Thanks for the feedback Joe!
I agree with you it would be dangerous for us to use statistics like “how many customers/users use OWA2003 with IE” and “how many customers/users use OWA2003 with Firefox” as the determining factor of whether we add Firefox support or not. If we were doing that I agree that we wouldn’t be understanding how our customers _want_ to use OWA. We would only be understanding how our customers use OWA today because of limitations/designs we currently have in the product.
Our goal is to understand how our customers _want_ to use OWA, and make decisions based on that. So we don’t look at the browser statistics for “browsers hitting OWA” to make the prioritization decisions about browser support. We look at the browser statistics for “browsers used on the Internet” and “browsers used within our customer organizations” to make those prioritization decisions.
We also listen to what customers are asking for as a good measure of what they want since statistics never tell the full story no matter how many surveys, site logs or research firms we draw from.
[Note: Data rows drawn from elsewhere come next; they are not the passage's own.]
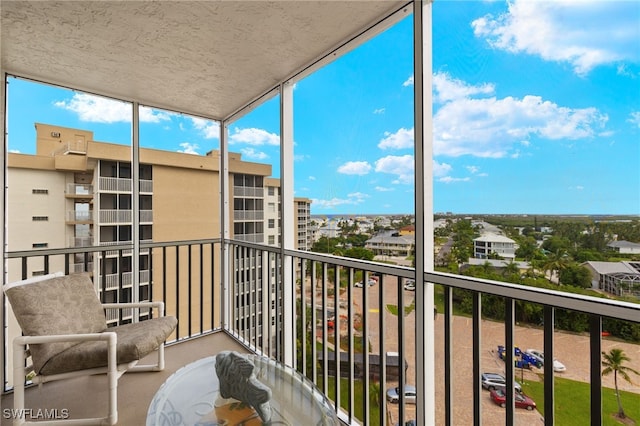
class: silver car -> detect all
[482,373,522,392]
[387,385,416,404]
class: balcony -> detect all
[3,240,640,424]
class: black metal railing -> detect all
[3,240,640,425]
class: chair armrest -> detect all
[13,331,118,345]
[102,302,164,317]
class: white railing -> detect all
[233,210,264,221]
[98,209,133,224]
[67,210,93,222]
[140,179,153,194]
[98,176,131,192]
[67,183,93,195]
[140,210,153,223]
[51,141,87,156]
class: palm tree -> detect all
[542,250,570,282]
[602,348,640,419]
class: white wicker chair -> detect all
[3,273,177,425]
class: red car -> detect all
[491,389,536,410]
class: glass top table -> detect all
[147,355,339,426]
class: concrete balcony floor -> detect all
[1,332,247,426]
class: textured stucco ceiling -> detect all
[0,0,407,119]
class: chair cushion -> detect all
[40,316,178,375]
[5,273,107,373]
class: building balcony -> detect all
[2,240,640,425]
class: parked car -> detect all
[396,419,418,426]
[527,349,567,372]
[491,389,536,411]
[404,280,416,291]
[482,373,522,392]
[387,385,416,404]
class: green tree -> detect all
[516,237,540,260]
[558,264,591,288]
[542,249,570,282]
[602,348,640,419]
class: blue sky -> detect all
[8,0,640,215]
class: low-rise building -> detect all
[473,234,518,259]
[607,241,640,254]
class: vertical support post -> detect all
[0,70,9,392]
[412,0,436,424]
[592,315,602,425]
[472,292,482,426]
[131,102,140,322]
[280,82,298,365]
[542,306,555,426]
[443,286,454,426]
[219,121,232,329]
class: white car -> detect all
[527,349,567,372]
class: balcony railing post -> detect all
[592,315,602,426]
[543,306,555,426]
[472,292,482,426]
[504,297,515,425]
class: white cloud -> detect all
[433,160,452,176]
[433,72,495,102]
[433,74,608,158]
[338,161,371,176]
[378,128,413,149]
[627,111,640,127]
[240,147,269,160]
[190,117,220,139]
[376,155,414,184]
[54,93,171,124]
[178,142,200,155]
[311,192,369,209]
[347,192,369,201]
[471,0,640,75]
[374,186,395,192]
[229,128,280,146]
[438,176,471,183]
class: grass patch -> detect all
[522,377,640,426]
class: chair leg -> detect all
[11,333,121,426]
[12,339,25,426]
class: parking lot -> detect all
[355,276,640,425]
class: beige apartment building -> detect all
[7,123,310,370]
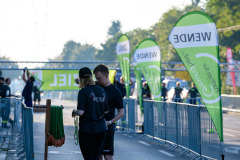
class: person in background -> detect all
[1,78,13,128]
[142,81,152,99]
[33,86,41,106]
[188,83,199,104]
[22,69,35,107]
[93,64,124,160]
[113,76,126,98]
[174,82,183,103]
[162,83,167,101]
[72,67,108,160]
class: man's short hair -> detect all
[30,76,35,82]
[93,64,109,74]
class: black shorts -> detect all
[102,130,114,155]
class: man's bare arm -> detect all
[107,108,124,125]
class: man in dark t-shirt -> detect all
[93,64,124,160]
[188,83,198,104]
[22,69,35,107]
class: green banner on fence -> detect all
[116,34,131,98]
[168,11,223,142]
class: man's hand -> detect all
[72,109,76,117]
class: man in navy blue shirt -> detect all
[22,69,35,107]
[93,64,124,160]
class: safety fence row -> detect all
[0,98,34,160]
[117,99,223,159]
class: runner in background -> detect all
[93,64,124,160]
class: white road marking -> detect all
[158,150,175,157]
[138,141,151,146]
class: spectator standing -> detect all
[93,64,124,160]
[162,83,167,101]
[188,83,199,104]
[33,86,41,106]
[22,69,35,107]
[72,67,108,160]
[174,82,183,103]
[114,76,126,98]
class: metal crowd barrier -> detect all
[0,97,34,160]
[22,104,34,160]
[121,99,223,159]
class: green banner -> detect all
[168,11,223,142]
[29,70,116,91]
[116,34,131,98]
[132,57,143,113]
[134,39,161,101]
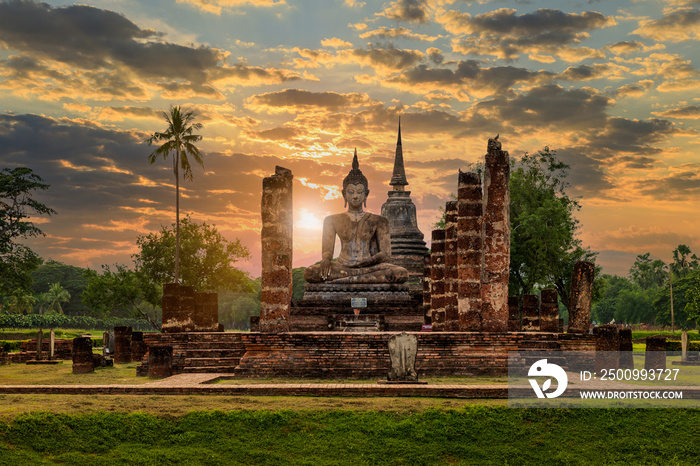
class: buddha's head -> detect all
[343,149,369,207]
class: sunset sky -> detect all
[0,0,700,277]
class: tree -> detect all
[0,167,56,295]
[31,259,90,315]
[683,271,700,324]
[46,283,70,314]
[133,216,251,292]
[629,252,667,290]
[2,292,36,314]
[509,147,596,309]
[670,244,699,278]
[147,106,204,283]
[83,265,162,331]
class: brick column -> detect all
[161,283,195,333]
[36,329,44,361]
[423,254,432,324]
[131,332,148,362]
[148,345,173,379]
[457,172,484,332]
[445,201,459,332]
[260,167,294,333]
[114,327,131,363]
[194,292,219,332]
[593,325,620,375]
[644,335,666,370]
[540,289,559,333]
[569,261,595,333]
[430,230,445,330]
[508,296,520,332]
[73,337,95,374]
[620,328,634,369]
[481,146,510,332]
[522,294,540,332]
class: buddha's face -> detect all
[344,184,367,209]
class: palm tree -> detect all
[671,244,698,278]
[46,283,70,314]
[146,106,204,283]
On the other topic of “browser specific hacks” you mention, we actually already went down the path of not using any IE-specific mechanisms in OWA2007. OWA2003 made use of a few mechanisms like that, but since we were doing a rewrite we had the luxury of replacing those with mechanisms more generally supported among different browsers. So there’s not big piece of browser infrastructure OWA relies on which works only in IE. The decision about the browser matrix of OWA is all about the investment we allocate to OWA, and the need of additional browser support as compared to the need for all the other OWA features our customers want. Even now that we use only browser infrastructure commonly supported by more browsers there is a significant development and (even larger) test cost associated with supporting more browser types and versions.